= Katharine Mulky Warne =

Katharine Mulky Warne (October 23, 1923 – April 24, 2015) was an American composer, pianist and teacher, who founded the Darius Milhaud Society and organized 15 Milhaud festivals in Cleveland, Ohio, to promote his music. She was born in Oklahoma City, Oklahoma. On June 27, 1953, She married Clinton L. Warne and they had three children: Kate, Clinton Jr. and Carolyn.

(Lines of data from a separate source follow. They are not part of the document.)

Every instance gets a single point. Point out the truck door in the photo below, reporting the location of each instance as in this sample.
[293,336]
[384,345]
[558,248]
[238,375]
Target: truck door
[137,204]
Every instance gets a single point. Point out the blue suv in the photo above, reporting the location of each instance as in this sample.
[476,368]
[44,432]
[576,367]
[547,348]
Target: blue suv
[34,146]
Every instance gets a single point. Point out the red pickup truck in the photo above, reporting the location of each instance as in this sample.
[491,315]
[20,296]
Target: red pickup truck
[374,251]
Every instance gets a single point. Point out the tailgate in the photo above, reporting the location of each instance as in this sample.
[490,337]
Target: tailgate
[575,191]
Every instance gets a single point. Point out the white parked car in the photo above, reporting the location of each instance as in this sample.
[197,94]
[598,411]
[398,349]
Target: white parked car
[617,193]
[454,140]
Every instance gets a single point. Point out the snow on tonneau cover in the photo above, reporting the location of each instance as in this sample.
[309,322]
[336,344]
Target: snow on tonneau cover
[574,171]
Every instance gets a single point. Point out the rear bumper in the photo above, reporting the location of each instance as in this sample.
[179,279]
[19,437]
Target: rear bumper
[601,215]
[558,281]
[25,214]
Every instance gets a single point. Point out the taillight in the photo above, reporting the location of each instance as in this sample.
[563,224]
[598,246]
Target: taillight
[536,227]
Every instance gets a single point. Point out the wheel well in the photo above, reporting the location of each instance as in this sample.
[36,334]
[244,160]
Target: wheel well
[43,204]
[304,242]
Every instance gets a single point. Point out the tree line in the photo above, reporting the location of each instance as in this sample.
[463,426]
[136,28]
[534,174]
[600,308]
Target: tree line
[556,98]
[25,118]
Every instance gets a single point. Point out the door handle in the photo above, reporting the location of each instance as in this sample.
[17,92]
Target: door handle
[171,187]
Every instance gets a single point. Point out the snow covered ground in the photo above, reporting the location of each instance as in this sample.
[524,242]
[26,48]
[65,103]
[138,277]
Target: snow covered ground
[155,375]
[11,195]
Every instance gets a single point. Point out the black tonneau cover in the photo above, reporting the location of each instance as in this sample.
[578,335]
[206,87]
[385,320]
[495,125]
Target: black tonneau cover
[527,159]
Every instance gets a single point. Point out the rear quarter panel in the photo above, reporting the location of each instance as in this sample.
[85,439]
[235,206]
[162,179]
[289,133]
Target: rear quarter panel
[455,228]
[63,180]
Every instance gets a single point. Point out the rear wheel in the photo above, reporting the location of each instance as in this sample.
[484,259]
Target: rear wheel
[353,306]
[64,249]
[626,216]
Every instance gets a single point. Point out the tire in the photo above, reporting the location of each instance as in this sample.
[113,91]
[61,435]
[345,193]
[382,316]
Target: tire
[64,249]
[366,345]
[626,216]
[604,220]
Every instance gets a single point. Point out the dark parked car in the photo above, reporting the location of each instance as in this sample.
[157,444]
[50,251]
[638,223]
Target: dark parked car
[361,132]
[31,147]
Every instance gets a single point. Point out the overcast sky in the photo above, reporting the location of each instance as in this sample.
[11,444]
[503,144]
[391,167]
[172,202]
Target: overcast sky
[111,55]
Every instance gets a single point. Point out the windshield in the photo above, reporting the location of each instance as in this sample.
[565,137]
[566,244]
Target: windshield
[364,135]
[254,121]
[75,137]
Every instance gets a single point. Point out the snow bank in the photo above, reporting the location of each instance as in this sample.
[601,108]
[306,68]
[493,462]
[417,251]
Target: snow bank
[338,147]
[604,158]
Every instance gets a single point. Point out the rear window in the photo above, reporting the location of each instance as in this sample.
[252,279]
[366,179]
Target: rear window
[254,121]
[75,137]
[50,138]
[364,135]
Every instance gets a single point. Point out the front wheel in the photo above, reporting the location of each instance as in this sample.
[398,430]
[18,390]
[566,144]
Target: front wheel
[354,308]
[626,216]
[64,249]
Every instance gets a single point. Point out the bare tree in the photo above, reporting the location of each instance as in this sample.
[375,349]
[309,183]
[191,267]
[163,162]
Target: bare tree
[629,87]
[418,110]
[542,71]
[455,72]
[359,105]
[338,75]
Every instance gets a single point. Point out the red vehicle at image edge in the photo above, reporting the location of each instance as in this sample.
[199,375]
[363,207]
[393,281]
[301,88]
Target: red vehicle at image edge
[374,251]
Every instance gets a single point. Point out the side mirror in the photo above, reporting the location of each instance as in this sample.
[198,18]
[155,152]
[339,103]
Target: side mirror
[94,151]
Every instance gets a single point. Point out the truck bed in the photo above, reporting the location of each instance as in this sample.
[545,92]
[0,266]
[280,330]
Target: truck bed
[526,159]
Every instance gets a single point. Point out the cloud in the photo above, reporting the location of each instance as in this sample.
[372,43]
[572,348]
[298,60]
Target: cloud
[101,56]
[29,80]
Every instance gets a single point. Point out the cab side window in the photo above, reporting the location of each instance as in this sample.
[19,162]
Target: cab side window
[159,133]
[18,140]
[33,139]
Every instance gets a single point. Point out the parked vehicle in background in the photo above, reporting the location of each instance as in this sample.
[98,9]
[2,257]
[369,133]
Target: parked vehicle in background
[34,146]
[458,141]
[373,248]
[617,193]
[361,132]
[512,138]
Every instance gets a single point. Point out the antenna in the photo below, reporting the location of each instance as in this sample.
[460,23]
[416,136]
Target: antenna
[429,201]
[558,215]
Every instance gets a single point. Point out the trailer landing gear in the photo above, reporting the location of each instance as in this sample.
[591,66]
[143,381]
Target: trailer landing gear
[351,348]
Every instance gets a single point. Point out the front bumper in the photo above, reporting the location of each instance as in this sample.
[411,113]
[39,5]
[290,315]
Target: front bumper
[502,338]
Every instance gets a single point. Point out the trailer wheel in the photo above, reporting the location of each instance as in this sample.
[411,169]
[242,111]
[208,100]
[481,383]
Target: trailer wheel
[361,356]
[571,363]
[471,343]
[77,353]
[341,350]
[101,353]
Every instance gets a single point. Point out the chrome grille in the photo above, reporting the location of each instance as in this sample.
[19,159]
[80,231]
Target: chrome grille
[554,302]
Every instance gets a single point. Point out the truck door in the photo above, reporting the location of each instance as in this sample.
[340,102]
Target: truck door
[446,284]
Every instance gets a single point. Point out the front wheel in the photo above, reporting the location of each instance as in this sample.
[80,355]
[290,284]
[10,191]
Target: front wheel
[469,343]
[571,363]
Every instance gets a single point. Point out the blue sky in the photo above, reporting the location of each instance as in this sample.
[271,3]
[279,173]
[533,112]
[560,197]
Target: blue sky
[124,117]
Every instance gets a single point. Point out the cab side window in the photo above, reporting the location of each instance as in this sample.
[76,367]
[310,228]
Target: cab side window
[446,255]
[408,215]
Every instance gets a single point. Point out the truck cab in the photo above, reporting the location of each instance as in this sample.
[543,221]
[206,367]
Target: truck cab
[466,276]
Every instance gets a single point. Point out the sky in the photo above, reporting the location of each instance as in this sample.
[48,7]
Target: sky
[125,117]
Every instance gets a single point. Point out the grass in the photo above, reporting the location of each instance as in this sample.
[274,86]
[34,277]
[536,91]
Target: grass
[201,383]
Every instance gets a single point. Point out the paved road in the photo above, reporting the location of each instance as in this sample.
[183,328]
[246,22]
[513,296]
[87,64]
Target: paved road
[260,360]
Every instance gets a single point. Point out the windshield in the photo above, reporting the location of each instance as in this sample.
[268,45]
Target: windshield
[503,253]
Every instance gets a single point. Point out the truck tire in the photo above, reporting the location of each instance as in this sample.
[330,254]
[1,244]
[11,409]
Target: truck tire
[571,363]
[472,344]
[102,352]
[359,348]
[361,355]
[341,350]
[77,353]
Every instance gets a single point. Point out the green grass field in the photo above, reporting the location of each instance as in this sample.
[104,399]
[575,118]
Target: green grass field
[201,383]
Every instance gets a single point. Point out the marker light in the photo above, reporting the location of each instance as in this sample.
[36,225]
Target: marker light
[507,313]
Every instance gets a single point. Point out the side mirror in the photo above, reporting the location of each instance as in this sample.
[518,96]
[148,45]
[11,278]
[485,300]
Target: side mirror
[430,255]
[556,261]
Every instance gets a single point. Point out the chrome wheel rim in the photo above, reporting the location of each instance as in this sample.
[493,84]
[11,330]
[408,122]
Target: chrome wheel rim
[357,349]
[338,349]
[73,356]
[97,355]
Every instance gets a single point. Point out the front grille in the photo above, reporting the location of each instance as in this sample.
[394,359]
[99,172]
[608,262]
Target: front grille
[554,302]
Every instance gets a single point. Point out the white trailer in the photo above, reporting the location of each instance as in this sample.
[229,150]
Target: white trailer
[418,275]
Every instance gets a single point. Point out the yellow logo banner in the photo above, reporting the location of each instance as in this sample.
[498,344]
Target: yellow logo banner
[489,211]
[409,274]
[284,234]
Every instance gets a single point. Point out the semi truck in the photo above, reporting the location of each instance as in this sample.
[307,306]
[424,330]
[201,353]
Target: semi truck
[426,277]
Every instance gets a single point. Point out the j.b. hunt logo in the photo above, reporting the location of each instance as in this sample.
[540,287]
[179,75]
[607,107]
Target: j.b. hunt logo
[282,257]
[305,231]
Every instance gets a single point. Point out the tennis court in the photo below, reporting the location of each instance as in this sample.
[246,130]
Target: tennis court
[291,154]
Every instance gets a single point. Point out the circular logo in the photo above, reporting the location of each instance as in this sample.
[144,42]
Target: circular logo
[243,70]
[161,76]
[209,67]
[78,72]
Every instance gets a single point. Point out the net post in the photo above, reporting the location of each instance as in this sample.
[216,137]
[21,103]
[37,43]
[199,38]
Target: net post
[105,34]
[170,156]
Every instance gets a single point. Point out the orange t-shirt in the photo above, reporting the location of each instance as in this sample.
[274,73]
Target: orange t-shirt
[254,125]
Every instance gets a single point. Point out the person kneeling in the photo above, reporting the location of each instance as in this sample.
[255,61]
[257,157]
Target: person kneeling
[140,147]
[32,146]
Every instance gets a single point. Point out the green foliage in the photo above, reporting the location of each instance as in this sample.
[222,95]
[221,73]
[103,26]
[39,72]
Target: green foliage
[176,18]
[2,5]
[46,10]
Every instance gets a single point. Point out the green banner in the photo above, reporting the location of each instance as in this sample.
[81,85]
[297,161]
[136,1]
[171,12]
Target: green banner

Warne studied with Darius Milhard at Mills College (BM 1945); Bernard Wagenaar at the Juilliard School of Music (MM 1947); and Donald Erb at the Cleveland Institute of Music (DMA 1975). She received first prize in the Mills College composition contest in 1944 and 1945 and attended Juilliard on a full fellowship in composition. She won first and second prizes in the Kansas Federation of Music Clubs contest in 1959, and received a grant from the Bascom Little Fund.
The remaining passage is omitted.